The government must stop relying on faulty analyses of Medicare Advantage

Medicare Advantage plans, which combine these parts, are now a mature market. Indeed, many new Medicare beneficiaries bypass legacy Medicare altogether. In 2022, 44% of newly eligible beneficiaries — 1.6 million people — enrolled directly into Medicare Advantage.

Medicare Advantage plans submit competitive bids against benchmarks, which are based on legacy Medicare’s costs. Competition is so fierce that plans always bid below the benchmarks. These low bids result in rebates from CMS, which plans must pass through to beneficiaries as lower premiums, lower cost sharing, or extra benefits not available in legacy Medicare.

The Biden administration tried to eliminate Medicare Advantage plans by establishing inadequate benchmarks. In January, less than two weeks before Biden’s term ended, CMS announced proposed rates for 2026 based on benchmarks increasing by 5.93%, significantly lower than the spending trend in legacy Medicare.

On April 7, the Trump administration finalized estimated rates based on benchmarks increasing by 9.04%, which was more in line with the actual growth in legacy Medicare spending. However, because of competitive bidding, CMS expects to increase payments to Medicare Advantage plans by just 5.06%.

The Biden administration’s attack on Medicare Advantage was largely driven by a flawed analysis published by the Medicare Payment Advisory Commission, which advises Congress on Medicare. In March 2024, MedPAC’s annual report to Congress asserted CMS pays Medicare Advantage plans 22% more than legacy Medicare would have spent on the same beneficiaries. Last month, MedPAC reasserted this conclusion, slightly reducing the so-called overpayment to 20%.

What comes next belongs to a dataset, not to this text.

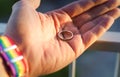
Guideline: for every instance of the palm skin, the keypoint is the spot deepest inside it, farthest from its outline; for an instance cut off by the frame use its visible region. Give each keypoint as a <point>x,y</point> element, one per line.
<point>35,33</point>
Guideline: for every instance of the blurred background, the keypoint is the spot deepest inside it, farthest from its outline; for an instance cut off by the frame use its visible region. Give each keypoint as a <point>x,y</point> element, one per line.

MedPAC believes Medicare Advantage plans game the system by enrolling beneficiaries who are healthier than others (“risk selection”), pretending those beneficiaries are sicker than they really are (“coding intensity”), benefitting from artificially high benchmarks in some counties, and receiving unjustified quality bonuses.

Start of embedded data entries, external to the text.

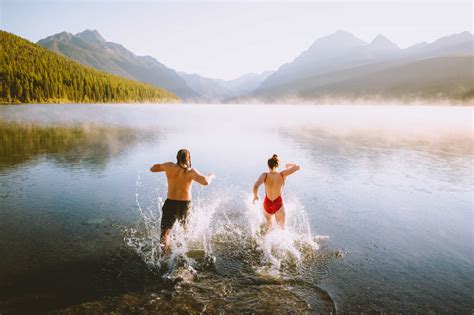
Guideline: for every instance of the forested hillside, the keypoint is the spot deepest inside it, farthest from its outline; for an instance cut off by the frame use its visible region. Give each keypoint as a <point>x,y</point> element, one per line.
<point>32,74</point>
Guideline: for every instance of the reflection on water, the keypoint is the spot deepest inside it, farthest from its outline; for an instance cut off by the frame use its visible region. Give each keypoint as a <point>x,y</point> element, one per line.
<point>87,144</point>
<point>379,218</point>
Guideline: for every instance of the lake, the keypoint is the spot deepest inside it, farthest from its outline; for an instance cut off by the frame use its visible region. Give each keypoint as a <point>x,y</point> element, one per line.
<point>379,218</point>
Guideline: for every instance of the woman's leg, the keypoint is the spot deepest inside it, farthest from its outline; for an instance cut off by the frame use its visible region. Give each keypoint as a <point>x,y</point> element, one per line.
<point>268,220</point>
<point>280,217</point>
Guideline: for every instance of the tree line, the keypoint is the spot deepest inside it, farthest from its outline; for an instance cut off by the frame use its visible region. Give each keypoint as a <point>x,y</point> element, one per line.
<point>32,74</point>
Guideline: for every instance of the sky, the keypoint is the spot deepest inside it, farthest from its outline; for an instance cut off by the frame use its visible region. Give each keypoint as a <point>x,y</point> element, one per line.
<point>226,39</point>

This conclusion is not supported by the facts. MedPAC itself cautions:

“Currently, the Commission does not quantify the extent to which favorable selection stems from plan behavior, beneficiary preferences, or other reasons, nor the extent to which higher MA coding intensity reflects documenting diagnoses more comprehensively than providers in FFS Medicare, the fraudulent submission of diagnostic data, or other reasons.”

A recent report by FTI Consulting clarifies where MedPAC’s analysis goes wrong. First, as Medicare Advantage displaces legacy Medicare, fewer Medicare beneficiaries were ever enrolled in legacy Medicare, so there is no way to tell what legacy Medicare would have spent on their care.

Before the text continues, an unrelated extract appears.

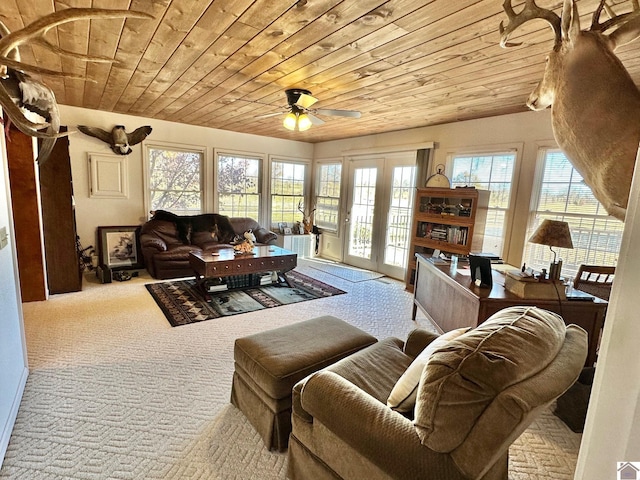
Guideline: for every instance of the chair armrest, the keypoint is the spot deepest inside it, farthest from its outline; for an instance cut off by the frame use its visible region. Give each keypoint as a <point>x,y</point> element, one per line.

Second, MedPAC tracks costs for beneficiaries who switch from legacy Medicare to Medicare Advantage but does not (and cannot) fully understand why they switched. For example, a beneficiary who knows he will have a very expensive hospital procedure next year may choose a Medicare Advantage plan with a low out-of-pocket cap. His spending will go up significantly next year, but spending would have gone up if he had stayed in legacy Medicare just the same.

Finally, there are overwhelming structural challenges to estimating a precise cost difference when comparing a government-administered program to an alternative consisting of over five thousand offerings by private plans. These are made more complicated by factors such as Medicare Advantage plans that focus on enrolling very sick people (“Special Needs Plans”), legacy Medicare beneficiaries who are enrolled in Part A but not Part B, legacy Medicare beneficiaries who are also in Medicaid (“dual eligibles”), beneficiaries who have Medicare as a secondary payer, and beneficiaries who move during the year.

Rather than reiterating the same flawed report every year, MedPAC should go back to the drawing board and use better data for its analysis. And neither Congress nor the Administration should threaten seniors’ access to Medicare Advantage plans by relying on MedPAC’s faulty conclusion that Medicare Advantage plans are significantly overpaid.